This article is more than 1 year old
Yes, we'll IPO – Symbian
Don't know where, don't know when
Symbian officially declared that it intends to IPO next year. This has been something of an open secret even before Psion's David Levin - Psion is the biggest shareholder in the private company - broached the subject in February.
Earlier this year Symbian sources indicated that the preferred exchange would be New York's NASDAQ. But now the company can't say either way, and stonewalled enquiries about the subject yesterday. In fact the company put out an eleven-point "FAQ" in which nine of the answers were don't know, can't say, or wait and see.

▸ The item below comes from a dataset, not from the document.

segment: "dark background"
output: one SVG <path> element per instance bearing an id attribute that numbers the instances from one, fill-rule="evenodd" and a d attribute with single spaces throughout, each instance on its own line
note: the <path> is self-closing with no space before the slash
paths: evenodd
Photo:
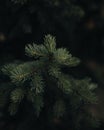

Symbian wouldn't make any predictions on revenue either. The current generation of organisers ship with Epoc Release 5, and products based on what Symbian calls ER6 (it's moving away from the Epoc moniker, without having dropped it completely) are due to ship in volume early next year. The GPRS-ready update ER6.1 - which will also support Bluetooth and WAP 2.1.
In a statement, the company said it would wait until these were rolling in volume before floating the company, suggesting a mid-2001 date is most likely.
Psion itself reported impressive results showing a 47 per cent increase in sales over the same period last year. That's good but not outstanding, as last year it was still priming its Series 5MX, Series 7/NetBook, and Revo for launch. But showing a slim profit of £3 million borders on the miraculous, given the high level of the pound over this period. ®
Note for our US readers
Over the past twenty years the UK has enjoyed a bank lending rate twice as high as its international competitors, resulting in an artificially inflated sterling levels, with the consequential closure of much of the British manufacturing sector, all accompanied by a overture from the "business friendly" national press. A typical editorial published by The Daily Telegraph on 7 February 1998 entitled "Why Metal Bashers Should Shut Up Shop" explained: "Sympathy for manufacturers is no basis for an economic policy..."
Psion outsourced its own manufacturing operation several months ago, but remains an exporting manufacturer with much of its business is done overseas. So turning any kind of profit augurs well for the future providing it can continue to provide roll-out attractive products.